When the King and Queen of Sweden return from their state visit to France on Thursday night they may perhaps wonder if their kingdom has turned into a banana republic in their absence. At least that may seem to be the case after the right-wing extremist party the Sweden Democrats on Wednesday ousted the government which took office two months ago and declared their intention to defeat any government or budget which does not comply with the Sweden Democrats' anti-immigration policy, thus threatening to make Sweden ungovernable.

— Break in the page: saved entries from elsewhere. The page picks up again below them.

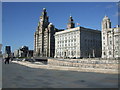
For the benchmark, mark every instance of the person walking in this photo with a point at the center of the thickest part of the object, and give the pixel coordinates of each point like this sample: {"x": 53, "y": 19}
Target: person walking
{"x": 7, "y": 59}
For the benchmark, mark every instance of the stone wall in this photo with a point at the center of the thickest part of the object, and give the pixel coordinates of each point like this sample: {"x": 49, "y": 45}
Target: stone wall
{"x": 94, "y": 65}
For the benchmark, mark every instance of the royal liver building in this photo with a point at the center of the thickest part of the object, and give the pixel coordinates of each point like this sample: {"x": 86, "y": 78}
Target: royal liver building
{"x": 44, "y": 42}
{"x": 77, "y": 42}
{"x": 110, "y": 39}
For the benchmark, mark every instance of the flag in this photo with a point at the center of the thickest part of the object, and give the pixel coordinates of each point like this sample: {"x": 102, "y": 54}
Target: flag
{"x": 78, "y": 23}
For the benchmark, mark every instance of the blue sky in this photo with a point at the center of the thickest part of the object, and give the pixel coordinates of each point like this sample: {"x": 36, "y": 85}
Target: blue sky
{"x": 20, "y": 19}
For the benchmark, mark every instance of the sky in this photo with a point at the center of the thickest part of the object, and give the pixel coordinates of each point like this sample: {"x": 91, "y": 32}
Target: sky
{"x": 20, "y": 19}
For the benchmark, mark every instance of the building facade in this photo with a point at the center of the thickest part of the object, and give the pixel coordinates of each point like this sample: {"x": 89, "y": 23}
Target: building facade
{"x": 110, "y": 39}
{"x": 7, "y": 51}
{"x": 44, "y": 41}
{"x": 77, "y": 42}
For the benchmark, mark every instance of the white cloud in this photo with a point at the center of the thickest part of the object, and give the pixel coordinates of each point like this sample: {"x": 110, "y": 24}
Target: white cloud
{"x": 109, "y": 6}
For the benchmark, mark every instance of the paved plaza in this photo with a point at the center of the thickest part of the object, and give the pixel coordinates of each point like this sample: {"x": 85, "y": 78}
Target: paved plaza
{"x": 19, "y": 76}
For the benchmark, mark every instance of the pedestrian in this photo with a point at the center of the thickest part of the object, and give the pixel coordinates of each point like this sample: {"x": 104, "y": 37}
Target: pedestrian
{"x": 7, "y": 60}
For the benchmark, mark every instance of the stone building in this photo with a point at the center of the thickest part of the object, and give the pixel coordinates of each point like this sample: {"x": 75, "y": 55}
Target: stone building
{"x": 44, "y": 41}
{"x": 77, "y": 42}
{"x": 110, "y": 39}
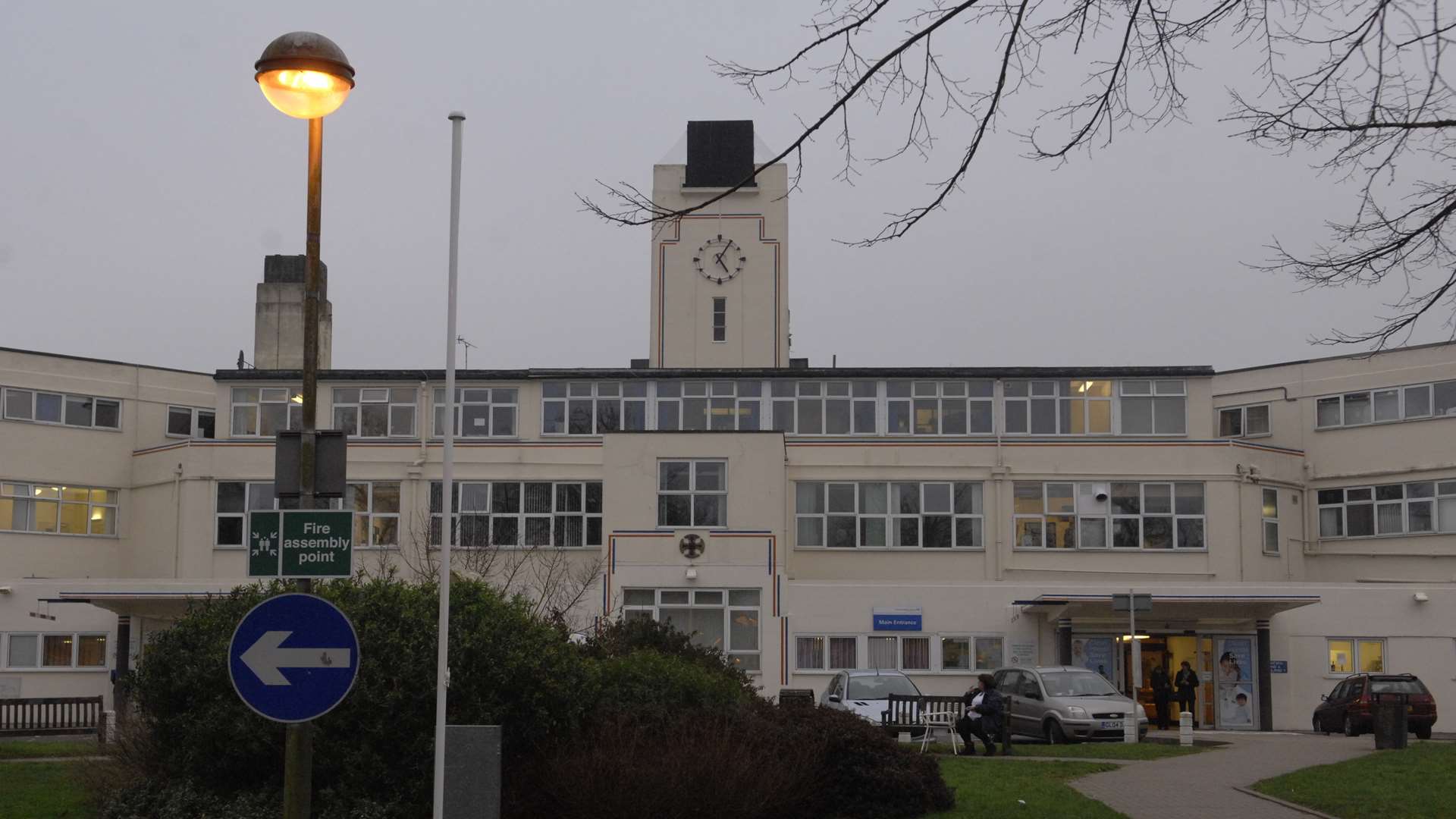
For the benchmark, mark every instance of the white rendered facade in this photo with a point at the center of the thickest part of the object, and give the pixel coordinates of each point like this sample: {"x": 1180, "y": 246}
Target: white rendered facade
{"x": 968, "y": 497}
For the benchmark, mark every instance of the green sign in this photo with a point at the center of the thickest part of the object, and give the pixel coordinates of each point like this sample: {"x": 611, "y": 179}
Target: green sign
{"x": 300, "y": 544}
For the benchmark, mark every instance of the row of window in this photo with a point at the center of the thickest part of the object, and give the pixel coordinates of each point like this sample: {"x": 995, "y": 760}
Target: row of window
{"x": 57, "y": 510}
{"x": 55, "y": 651}
{"x": 918, "y": 653}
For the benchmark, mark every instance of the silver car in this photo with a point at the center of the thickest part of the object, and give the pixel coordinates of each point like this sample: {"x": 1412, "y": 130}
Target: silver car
{"x": 1066, "y": 704}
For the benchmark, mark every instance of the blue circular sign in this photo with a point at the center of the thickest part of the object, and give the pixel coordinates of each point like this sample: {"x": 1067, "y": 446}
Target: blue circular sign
{"x": 293, "y": 657}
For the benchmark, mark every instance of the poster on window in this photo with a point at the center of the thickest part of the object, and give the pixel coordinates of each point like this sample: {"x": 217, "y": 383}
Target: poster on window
{"x": 1094, "y": 653}
{"x": 1234, "y": 673}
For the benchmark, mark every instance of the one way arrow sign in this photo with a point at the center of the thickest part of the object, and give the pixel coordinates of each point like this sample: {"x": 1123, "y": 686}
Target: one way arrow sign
{"x": 293, "y": 657}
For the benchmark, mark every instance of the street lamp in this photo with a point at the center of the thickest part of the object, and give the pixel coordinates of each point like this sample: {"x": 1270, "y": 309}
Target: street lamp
{"x": 306, "y": 76}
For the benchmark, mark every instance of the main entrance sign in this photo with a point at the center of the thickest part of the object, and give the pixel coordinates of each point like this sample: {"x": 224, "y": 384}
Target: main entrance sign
{"x": 302, "y": 542}
{"x": 293, "y": 657}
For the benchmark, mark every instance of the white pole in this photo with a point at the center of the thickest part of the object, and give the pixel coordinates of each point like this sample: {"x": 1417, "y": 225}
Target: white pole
{"x": 447, "y": 479}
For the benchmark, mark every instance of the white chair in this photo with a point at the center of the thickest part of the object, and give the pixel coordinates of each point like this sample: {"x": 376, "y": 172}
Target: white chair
{"x": 934, "y": 720}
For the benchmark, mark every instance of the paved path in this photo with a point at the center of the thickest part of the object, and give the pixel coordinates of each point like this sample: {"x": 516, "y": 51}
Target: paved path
{"x": 1201, "y": 784}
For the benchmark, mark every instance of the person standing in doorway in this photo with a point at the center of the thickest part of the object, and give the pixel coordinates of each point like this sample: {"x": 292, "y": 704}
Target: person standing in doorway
{"x": 1187, "y": 686}
{"x": 1163, "y": 692}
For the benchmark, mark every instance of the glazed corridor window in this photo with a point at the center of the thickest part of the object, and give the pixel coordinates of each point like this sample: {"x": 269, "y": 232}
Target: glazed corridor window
{"x": 267, "y": 410}
{"x": 585, "y": 409}
{"x": 894, "y": 515}
{"x": 57, "y": 510}
{"x": 376, "y": 513}
{"x": 692, "y": 493}
{"x": 520, "y": 513}
{"x": 824, "y": 409}
{"x": 940, "y": 409}
{"x": 718, "y": 618}
{"x": 1116, "y": 515}
{"x": 60, "y": 409}
{"x": 1244, "y": 422}
{"x": 375, "y": 413}
{"x": 710, "y": 406}
{"x": 479, "y": 411}
{"x": 1155, "y": 407}
{"x": 1059, "y": 407}
{"x": 1348, "y": 654}
{"x": 235, "y": 500}
{"x": 191, "y": 423}
{"x": 1383, "y": 406}
{"x": 1391, "y": 509}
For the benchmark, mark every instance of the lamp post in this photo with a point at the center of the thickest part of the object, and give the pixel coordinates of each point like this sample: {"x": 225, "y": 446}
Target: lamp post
{"x": 306, "y": 76}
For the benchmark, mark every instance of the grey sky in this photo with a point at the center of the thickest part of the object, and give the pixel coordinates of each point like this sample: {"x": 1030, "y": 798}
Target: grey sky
{"x": 145, "y": 177}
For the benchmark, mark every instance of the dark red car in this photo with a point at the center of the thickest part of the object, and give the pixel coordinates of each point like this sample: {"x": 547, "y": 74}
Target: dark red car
{"x": 1348, "y": 707}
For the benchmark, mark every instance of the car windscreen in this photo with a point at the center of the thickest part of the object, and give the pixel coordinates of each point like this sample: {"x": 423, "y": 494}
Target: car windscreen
{"x": 880, "y": 687}
{"x": 1076, "y": 684}
{"x": 1398, "y": 686}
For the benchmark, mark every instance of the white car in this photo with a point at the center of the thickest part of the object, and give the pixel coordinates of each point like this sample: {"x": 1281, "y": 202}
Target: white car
{"x": 867, "y": 692}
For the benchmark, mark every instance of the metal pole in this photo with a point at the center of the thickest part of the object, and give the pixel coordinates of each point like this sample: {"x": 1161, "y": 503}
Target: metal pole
{"x": 447, "y": 479}
{"x": 297, "y": 763}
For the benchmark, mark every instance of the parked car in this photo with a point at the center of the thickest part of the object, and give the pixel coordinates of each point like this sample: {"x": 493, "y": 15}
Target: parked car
{"x": 1348, "y": 707}
{"x": 867, "y": 692}
{"x": 1066, "y": 704}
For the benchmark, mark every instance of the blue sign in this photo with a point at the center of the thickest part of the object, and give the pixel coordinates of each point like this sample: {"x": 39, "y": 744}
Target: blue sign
{"x": 293, "y": 657}
{"x": 899, "y": 620}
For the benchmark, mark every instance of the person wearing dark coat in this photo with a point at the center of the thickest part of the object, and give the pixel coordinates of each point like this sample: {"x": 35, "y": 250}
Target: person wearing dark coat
{"x": 1187, "y": 686}
{"x": 1163, "y": 692}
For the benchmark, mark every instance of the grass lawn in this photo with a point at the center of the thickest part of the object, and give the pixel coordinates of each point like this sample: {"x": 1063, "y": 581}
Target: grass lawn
{"x": 42, "y": 790}
{"x": 1416, "y": 783}
{"x": 36, "y": 748}
{"x": 990, "y": 789}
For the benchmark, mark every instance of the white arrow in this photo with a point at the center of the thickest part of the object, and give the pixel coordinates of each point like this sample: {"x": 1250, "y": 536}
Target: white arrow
{"x": 265, "y": 657}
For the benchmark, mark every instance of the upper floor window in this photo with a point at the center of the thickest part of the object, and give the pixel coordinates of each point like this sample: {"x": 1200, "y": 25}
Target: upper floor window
{"x": 710, "y": 406}
{"x": 1117, "y": 515}
{"x": 57, "y": 510}
{"x": 897, "y": 515}
{"x": 479, "y": 411}
{"x": 375, "y": 413}
{"x": 1392, "y": 509}
{"x": 835, "y": 407}
{"x": 1382, "y": 406}
{"x": 1059, "y": 407}
{"x": 267, "y": 410}
{"x": 584, "y": 409}
{"x": 692, "y": 493}
{"x": 520, "y": 513}
{"x": 61, "y": 409}
{"x": 940, "y": 409}
{"x": 1155, "y": 407}
{"x": 1244, "y": 422}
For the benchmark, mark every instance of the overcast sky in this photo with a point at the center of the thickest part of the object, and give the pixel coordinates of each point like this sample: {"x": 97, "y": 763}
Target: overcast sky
{"x": 143, "y": 178}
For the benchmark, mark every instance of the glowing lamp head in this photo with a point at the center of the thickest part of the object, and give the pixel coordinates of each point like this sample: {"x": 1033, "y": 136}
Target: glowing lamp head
{"x": 305, "y": 74}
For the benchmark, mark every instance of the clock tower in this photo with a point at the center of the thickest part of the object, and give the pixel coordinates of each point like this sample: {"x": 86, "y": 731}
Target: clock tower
{"x": 720, "y": 276}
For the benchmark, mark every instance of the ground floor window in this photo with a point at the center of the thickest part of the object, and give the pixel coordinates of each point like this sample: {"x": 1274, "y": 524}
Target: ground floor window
{"x": 1350, "y": 654}
{"x": 720, "y": 618}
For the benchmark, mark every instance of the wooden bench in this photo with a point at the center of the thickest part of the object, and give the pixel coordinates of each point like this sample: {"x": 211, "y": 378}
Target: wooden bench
{"x": 36, "y": 716}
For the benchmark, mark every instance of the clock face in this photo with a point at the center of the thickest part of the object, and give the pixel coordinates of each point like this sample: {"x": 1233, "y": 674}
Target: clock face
{"x": 720, "y": 260}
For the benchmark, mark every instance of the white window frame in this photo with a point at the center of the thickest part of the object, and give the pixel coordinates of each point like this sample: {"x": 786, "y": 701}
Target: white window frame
{"x": 892, "y": 516}
{"x": 734, "y": 653}
{"x": 91, "y": 403}
{"x": 394, "y": 401}
{"x": 194, "y": 422}
{"x": 590, "y": 403}
{"x": 1242, "y": 413}
{"x": 31, "y": 493}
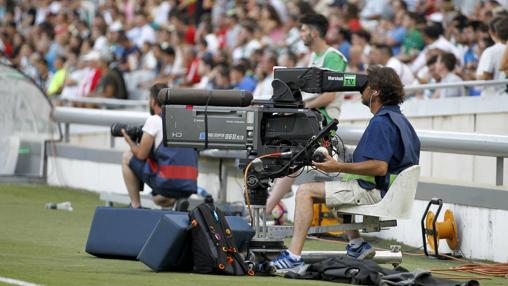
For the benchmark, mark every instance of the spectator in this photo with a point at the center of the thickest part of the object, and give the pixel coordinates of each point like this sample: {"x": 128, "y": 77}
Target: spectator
{"x": 264, "y": 72}
{"x": 142, "y": 31}
{"x": 432, "y": 36}
{"x": 240, "y": 80}
{"x": 222, "y": 80}
{"x": 444, "y": 68}
{"x": 43, "y": 74}
{"x": 362, "y": 40}
{"x": 382, "y": 55}
{"x": 148, "y": 162}
{"x": 412, "y": 43}
{"x": 111, "y": 84}
{"x": 57, "y": 81}
{"x": 245, "y": 42}
{"x": 491, "y": 59}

The Prime Minister, Stefan Löfven, will now dissolve the Parliament that was elected in mid-September and an extraordinary election will be held on 22 March next year, something which has not happened since 1958.
The crisis erupted when the Sweden Democrats, who hold the parliamentary balance, broke with the parliamentary custom that a party lays down its votes after its own budget proposal has been defeated in the first round. Rather than doing this the Sweden Democrats voted in favour of the budget proposal of the four centre-right parties who formed the previous government, but lost power in the election in September, which was thereby passed instead of the one proposed by the current government, a coalition of the Social Democrats and the Green Party.
The government are obviously unwilling to govern Sweden according to the opposition's budget and Prime Minister Stefan Löfven was therefore left with three choices: to send the budget back to the financial committee to try to achieve a compromise with the centre-right, to resign and let the Speaker of Parliament try to find someone capable of forming a new cabinet or dissolving Parliament. After it became clear on Tuesday evening that the Sweden Democrats would indeed use their power to defeat the government Löfven invited the leaders of the four centre-right parties for talks to try to reach an agreement across the divide between the two blocks, but all such attempts were rejected by the centre-right, who despite insisting that they would not give the extremists any influence seem to relish this opportunity to humiliate the Social Democrats, who has traditionally been viewed as the natural party of stable government.
This does however seem like a dangerous game to play, as the centre-right seem to have no plans for how to be able to form a cabinet or pass a budget if the extraordinary election leaves them as the largest parliamentary block but the Sweden Democrats still hold the parliamentary balance. After losing their parliamentary majority in the 2010 election the centre-right governed for four years with the tacit support of the Sweden Democrats, but this opportunity has now been blocked by the extremists' vow to defeat any government and budget that will not do their anti-immigration bidding.
Parliament will be formally dissolved on 29 December, but will continue to sit until the date of the extraordinary election on 22 March. In the meantime Prime Minister Stefan Löfven will carry on, but with the opposition's budget having been passed stalemate will reign in Swedish politics until the end of March.


  1. Thank you for this explanation. I have a few questions: Is the present government required by law to govern according the opposition's budget until the new elections? Will they be able to get anything done at all? Also, can the Speaker intervene, or only upon invitation by the Prime Minister? Thanks.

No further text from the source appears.